Key to how societies evolve is legitimacy - what it means to be a good human. Leading a good life is important to most people. As a result, thousands of millions of actions are regularly informed by the established legitimacy. These actions taken together are sufficient in scale to address today's complex of serious problems. The objective is to shift the basic legitimacy from earn and spend as much as possible to living lightly, enjoying life and managing the world in the interest of the children and grandchildren.

The following explains how important legitimacy is:

Imagine going into the wilderness with a pack-sac full of tools and the intent of staying there by yourself, for two years. What are the chances of coming out in good health?

Not too likely, tho occasionally some adventurous young adult will see it as an interesting challenge.

Even if you were able to return in good health, you would have done so with tools that other people made, with a knowledge of how to use those tools that you learned from other people.

Even the words and concepts that we think with, we learn from our society.

A person without a society is like a computer without an operating system. Great potential, but without information, we can’t do anything.

We are completely dependent on our society so we want to belong.
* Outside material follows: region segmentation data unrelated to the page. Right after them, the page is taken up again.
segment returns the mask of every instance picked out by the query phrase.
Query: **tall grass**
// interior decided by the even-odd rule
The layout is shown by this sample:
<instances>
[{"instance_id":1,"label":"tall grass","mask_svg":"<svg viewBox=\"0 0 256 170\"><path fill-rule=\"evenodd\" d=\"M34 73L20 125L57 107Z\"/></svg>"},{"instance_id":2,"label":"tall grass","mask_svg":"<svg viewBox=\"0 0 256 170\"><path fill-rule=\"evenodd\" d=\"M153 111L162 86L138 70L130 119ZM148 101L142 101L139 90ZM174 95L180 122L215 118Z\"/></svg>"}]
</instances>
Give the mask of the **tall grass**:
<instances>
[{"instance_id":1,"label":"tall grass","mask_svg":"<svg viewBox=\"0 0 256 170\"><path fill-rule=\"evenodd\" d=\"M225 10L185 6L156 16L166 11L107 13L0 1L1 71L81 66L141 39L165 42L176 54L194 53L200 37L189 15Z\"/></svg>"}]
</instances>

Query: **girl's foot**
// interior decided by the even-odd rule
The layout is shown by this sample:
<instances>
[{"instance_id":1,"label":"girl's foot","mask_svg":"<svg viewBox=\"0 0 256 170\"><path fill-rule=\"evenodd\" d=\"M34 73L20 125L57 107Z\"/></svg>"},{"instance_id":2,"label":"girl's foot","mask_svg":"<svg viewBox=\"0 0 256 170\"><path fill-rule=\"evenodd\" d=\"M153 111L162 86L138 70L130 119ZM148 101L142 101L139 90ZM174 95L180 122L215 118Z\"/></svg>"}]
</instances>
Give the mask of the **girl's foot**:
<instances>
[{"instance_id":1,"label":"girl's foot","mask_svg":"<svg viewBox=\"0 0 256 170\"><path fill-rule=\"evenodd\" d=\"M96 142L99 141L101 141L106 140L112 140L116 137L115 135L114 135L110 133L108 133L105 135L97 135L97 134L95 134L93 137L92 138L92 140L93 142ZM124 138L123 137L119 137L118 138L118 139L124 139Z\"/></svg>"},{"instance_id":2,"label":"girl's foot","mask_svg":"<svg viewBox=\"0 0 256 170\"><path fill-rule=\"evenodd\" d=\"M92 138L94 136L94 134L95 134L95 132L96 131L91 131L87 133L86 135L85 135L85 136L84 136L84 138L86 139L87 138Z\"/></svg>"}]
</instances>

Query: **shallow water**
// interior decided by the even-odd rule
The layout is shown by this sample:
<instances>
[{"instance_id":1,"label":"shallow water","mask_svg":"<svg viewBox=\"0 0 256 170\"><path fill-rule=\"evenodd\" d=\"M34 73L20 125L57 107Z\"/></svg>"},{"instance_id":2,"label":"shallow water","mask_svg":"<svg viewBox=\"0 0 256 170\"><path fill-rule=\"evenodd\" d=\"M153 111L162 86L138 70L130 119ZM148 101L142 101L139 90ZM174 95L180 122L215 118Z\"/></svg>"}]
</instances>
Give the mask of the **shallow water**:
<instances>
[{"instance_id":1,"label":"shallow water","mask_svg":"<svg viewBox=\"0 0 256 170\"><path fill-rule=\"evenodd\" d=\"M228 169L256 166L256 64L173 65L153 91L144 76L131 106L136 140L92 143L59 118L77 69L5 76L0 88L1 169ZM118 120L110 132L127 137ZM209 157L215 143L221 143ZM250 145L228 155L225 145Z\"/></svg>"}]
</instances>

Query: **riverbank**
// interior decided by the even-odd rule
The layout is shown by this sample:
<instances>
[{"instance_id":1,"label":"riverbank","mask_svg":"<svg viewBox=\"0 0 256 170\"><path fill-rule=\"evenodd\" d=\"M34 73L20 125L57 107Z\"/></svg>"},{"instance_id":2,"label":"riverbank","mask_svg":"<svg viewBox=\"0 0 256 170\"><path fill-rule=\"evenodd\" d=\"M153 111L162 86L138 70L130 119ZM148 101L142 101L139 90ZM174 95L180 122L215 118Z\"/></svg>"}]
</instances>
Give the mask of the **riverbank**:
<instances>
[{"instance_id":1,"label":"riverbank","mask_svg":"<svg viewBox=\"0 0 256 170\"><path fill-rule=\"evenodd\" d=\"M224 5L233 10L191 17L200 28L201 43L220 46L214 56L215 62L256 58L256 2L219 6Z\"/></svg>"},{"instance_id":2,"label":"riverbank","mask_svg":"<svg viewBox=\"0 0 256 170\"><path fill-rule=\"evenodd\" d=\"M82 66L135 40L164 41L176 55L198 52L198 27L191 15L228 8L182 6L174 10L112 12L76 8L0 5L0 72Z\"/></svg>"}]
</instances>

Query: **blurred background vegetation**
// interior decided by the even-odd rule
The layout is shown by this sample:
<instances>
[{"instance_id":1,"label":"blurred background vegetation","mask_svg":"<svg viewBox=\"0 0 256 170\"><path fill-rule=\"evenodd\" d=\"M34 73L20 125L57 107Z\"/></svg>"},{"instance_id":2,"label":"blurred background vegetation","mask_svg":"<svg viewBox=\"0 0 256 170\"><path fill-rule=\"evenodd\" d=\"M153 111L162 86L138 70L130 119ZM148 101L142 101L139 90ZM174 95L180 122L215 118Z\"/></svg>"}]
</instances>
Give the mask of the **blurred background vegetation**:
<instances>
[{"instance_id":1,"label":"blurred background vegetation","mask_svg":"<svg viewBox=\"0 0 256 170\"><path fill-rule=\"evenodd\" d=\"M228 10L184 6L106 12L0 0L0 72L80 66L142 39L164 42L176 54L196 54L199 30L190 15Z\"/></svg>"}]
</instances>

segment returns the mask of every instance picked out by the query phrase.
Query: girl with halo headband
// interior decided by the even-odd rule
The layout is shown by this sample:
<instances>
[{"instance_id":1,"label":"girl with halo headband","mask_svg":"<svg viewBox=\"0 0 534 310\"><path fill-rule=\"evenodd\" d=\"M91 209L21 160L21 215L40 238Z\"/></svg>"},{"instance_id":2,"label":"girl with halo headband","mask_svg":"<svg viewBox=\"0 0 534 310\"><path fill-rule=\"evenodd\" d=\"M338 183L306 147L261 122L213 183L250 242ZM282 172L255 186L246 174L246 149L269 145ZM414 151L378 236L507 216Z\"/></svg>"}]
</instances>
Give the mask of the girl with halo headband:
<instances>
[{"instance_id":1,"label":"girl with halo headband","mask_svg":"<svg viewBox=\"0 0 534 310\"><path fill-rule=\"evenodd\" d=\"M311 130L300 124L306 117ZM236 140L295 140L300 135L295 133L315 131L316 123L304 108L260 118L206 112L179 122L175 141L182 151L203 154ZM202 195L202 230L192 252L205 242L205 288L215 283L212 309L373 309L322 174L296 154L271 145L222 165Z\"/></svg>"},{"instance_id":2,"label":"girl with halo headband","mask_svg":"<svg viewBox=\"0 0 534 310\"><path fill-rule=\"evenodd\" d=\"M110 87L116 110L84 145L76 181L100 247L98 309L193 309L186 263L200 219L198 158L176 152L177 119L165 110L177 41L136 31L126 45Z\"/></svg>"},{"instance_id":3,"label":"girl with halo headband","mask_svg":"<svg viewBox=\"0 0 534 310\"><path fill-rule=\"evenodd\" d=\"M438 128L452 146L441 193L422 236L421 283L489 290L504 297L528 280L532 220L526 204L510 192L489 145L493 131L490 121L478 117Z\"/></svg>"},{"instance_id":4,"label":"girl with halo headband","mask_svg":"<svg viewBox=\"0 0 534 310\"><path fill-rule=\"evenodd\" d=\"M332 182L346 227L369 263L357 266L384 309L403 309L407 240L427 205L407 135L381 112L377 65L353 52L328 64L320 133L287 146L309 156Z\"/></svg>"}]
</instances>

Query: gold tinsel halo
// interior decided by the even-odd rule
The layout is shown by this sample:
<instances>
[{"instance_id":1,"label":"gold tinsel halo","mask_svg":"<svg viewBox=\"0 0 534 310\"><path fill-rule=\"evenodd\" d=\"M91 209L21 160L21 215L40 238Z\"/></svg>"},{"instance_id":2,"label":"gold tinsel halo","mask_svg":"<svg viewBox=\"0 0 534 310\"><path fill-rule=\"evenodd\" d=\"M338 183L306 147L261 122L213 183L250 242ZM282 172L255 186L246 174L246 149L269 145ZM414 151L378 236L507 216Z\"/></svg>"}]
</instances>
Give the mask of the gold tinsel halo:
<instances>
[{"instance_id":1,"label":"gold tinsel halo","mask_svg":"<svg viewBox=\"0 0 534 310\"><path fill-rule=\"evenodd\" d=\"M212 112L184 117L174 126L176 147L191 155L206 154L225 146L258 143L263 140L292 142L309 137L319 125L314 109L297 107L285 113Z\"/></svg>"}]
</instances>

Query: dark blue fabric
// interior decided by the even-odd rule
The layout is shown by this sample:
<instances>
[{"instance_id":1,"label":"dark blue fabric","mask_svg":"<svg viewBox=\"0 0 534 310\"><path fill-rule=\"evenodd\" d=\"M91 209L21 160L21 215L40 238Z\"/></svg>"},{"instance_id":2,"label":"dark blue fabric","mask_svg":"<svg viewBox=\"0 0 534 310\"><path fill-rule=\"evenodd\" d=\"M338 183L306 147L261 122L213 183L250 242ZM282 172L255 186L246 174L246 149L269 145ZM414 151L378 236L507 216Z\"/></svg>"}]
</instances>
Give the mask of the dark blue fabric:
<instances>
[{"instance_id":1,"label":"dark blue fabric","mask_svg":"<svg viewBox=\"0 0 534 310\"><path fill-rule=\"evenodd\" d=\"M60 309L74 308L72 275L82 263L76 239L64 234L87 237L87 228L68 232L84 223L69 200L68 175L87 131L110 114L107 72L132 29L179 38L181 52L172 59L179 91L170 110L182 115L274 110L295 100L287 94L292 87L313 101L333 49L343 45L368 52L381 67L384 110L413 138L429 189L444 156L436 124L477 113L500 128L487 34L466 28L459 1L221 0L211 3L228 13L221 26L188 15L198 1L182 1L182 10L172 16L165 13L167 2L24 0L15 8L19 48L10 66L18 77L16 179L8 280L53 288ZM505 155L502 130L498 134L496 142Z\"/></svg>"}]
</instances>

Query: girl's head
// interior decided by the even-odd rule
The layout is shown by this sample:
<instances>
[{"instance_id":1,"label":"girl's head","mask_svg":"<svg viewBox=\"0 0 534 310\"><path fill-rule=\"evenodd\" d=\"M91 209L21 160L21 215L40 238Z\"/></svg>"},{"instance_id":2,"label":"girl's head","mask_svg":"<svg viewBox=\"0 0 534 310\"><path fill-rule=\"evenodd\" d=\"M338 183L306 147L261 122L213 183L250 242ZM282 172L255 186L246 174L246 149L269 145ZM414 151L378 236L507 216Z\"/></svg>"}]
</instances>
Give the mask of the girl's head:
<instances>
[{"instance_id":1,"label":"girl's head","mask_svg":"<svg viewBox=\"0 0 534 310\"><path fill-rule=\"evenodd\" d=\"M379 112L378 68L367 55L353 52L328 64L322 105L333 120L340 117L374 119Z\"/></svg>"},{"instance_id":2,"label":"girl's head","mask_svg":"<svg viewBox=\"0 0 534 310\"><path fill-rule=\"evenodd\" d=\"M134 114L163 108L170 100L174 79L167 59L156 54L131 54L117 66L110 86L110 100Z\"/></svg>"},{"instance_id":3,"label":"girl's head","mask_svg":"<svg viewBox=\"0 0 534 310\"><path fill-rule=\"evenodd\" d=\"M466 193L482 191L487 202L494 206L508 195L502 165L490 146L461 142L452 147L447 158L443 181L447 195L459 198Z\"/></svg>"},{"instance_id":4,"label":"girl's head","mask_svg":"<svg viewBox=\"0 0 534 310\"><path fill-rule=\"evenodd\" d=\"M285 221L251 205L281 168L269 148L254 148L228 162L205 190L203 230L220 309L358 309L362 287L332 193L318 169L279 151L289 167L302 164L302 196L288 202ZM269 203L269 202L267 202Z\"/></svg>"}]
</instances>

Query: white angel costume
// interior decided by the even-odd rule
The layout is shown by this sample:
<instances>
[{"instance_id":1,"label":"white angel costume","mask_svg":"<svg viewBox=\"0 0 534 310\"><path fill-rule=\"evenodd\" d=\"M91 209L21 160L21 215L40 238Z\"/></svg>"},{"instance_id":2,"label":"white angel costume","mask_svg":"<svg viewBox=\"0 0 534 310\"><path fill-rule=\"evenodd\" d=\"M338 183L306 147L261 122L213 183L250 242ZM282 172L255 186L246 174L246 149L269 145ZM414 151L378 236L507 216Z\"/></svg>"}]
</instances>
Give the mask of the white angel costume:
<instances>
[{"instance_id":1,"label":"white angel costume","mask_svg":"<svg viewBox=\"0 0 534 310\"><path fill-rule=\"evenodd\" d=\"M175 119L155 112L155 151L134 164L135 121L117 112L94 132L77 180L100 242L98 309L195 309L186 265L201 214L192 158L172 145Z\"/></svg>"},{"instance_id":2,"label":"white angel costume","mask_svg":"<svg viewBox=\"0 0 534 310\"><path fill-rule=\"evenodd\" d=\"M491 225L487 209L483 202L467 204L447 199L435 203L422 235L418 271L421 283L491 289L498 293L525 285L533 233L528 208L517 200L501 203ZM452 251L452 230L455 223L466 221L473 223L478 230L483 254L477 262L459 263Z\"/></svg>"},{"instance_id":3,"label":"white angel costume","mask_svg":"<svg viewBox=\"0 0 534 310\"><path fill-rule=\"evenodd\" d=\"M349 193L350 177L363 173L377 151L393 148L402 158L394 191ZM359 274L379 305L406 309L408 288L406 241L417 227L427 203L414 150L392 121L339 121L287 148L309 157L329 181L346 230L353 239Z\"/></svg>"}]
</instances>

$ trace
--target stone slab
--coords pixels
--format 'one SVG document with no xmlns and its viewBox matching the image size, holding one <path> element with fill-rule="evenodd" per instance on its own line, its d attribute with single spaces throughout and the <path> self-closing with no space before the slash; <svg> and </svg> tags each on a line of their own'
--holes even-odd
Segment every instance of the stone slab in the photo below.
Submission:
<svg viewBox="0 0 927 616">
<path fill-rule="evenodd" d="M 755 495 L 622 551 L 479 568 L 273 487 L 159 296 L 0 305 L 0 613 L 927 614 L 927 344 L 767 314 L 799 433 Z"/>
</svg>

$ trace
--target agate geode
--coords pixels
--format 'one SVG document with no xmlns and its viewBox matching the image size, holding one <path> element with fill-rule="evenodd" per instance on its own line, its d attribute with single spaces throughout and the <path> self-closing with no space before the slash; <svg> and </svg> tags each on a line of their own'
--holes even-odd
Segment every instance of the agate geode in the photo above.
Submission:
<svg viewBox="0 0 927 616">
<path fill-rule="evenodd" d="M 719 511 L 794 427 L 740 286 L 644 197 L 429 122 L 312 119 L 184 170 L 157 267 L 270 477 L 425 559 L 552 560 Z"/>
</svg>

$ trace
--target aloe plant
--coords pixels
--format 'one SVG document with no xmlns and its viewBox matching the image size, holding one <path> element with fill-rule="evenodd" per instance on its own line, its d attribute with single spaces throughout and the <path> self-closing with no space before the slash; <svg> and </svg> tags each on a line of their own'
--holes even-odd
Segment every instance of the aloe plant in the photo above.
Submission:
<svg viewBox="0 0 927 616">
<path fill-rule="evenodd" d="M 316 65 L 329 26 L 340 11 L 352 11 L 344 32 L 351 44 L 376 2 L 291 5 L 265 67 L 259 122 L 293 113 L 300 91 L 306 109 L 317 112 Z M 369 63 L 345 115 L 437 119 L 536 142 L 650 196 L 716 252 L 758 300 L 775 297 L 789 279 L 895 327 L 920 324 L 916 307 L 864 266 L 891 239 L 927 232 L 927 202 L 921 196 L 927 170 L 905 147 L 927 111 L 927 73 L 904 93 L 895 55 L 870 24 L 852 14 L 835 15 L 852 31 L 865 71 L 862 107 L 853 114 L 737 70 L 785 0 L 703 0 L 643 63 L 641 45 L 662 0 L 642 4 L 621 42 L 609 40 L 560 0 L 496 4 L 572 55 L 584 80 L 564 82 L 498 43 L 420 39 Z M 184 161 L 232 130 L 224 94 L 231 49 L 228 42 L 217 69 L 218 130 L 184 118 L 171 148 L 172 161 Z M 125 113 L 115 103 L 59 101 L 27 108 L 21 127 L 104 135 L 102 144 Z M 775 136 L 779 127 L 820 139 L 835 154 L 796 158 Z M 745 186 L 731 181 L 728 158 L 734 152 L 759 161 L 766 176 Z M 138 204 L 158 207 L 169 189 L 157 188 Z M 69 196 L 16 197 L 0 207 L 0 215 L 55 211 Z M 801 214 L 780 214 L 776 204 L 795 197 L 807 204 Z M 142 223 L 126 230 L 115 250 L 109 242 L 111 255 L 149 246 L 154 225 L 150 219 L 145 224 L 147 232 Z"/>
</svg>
The price of admission is to subscribe to the value system of the society. If legitimate activity involves earning and spending as much money as possible, that is what people will do to be good, to belong and to make society strong, so they can survive within it.

As humankind presses up against the limits of our planet, a new legitimacy is emerging. We need to live lightly, get as much satisfaction from living as possible and to mange the material world in ways that preserve the viability of the Earth’s life-supporting systems.

When this gains legitimacy, this is what people will do to be good, to make our society strong. Indeed, responding to such legitimacy can stimulate action on a scale that can accomplish what is needed to make our society strong again, so we can survive within it.

In many ways these values are already understood. Our challenge is to bring them forward to be clearly seen as the new legitimacy. “More Fun, Less Stuff” is a subtle way to introduce the issue. We can use it as a handle to move the new legitimacy forward.

The change that we have to accomplish and how this one mechanism can help bring it about are outlined in this exerpt from Life, Money and Illusion.

The foundation for this new legitimacy will emerge as the conversation spreads through our networks of family, friends and associates.

What are we trying to accomplish as a society? Is it really our collective will to grow until we drop? Or do we seek to secure, satisfying lives for ourselves and for our children's children and the families they will want to raise?

This is the Question of Direction.

When this question is resolved, the conventional wisdom about what it means to be a good human being will shift. As individuals, our purpose will no longer be "to earn and spend as much money as possible." To be good, we will aim "to have as little impact on the Earth as we can, to get as much satisfaction from living as possible and to manage the natural world in a way that assures long-term well-being.

As established legitimacy, the new form can stimulate the vast amount of participation that is needed to survive as societies.